Personal information
- Born: José Gabriel Zentella Damián 9 January 1976 Villahermosa, Tabasco, Mexico
- Died: 2 June 2021 (aged 45) Acapulco, Guerrero, Mexico
- Cause of death: Drowning

Professional wrestling career
- Ring name(s): Némesis 2000 Orquídea Salem Pasión Kristal Pasión Crystal
- Billed height: 175 cm (69 in)
- Billed weight: 78 kg (172 lb)
- Trained by: El Torbellino Rayo Vengador
- Debut: 3 May 1994

= Pasión Kristal =

Mexican wrestler (1976–2021)

José Gabriel Zentella Damián, best known by the pseudonyms Pasión Kristal or Pasión Crystal (9 January 1976 – 2 June 2021), was a Mexican professional wrestler.

== Biography ==
Kristal was born in Villahermosa, Tabasco. He appeared as an exótico, a form of drag queen, and made his professional wrestling debut in 1994. Kristal wrestled in Asistencia Asesoría y Administración (now Lucha Libre AAA Worldwide), Mexico's largest association, between 2008 and 2013, and for a short time in 2019. Throughout the 2010s and early 2020s, Kristal was a big name in the Mexican independent wrestling scene. Along with Diva Salvaje and Jessy Ventura, he formed the trio Las Shotas which achieved great success in Grupo Internacional Revolución (IWRG), the third-largest wrestling federation in Mexico.

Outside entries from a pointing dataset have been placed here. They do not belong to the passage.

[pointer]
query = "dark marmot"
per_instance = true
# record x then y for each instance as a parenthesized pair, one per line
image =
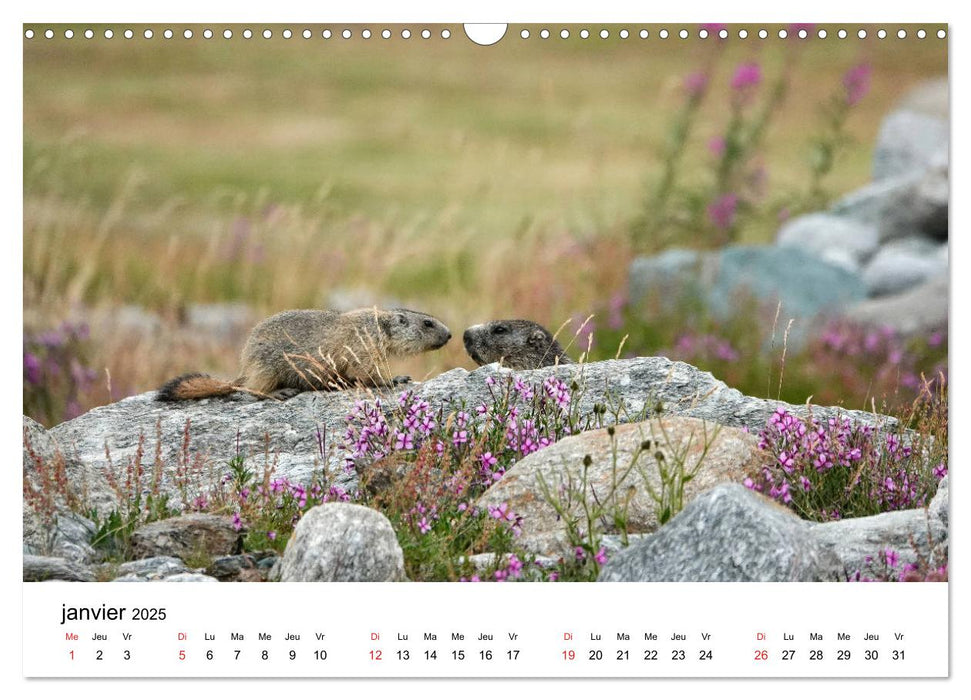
(516, 344)
(312, 350)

On 2 June 2021, Kristal disappeared after visiting a beach in Acapulco, Guerrero, before attending a wrestling event in the city that night. Kristal was swept away by a wave while on the beach with Salvaje and Ventura, and it was suspected that he drowned in the area. A day later, at about 9:00 AM, he was found dead on the beach. He was aged 45.

== Personal life ==
Zentella's father abandoned his family when Kristal was 8 years old. Zentella knew that he was gay from the age of 12. He experienced prejudice from his family and the wrestling industry.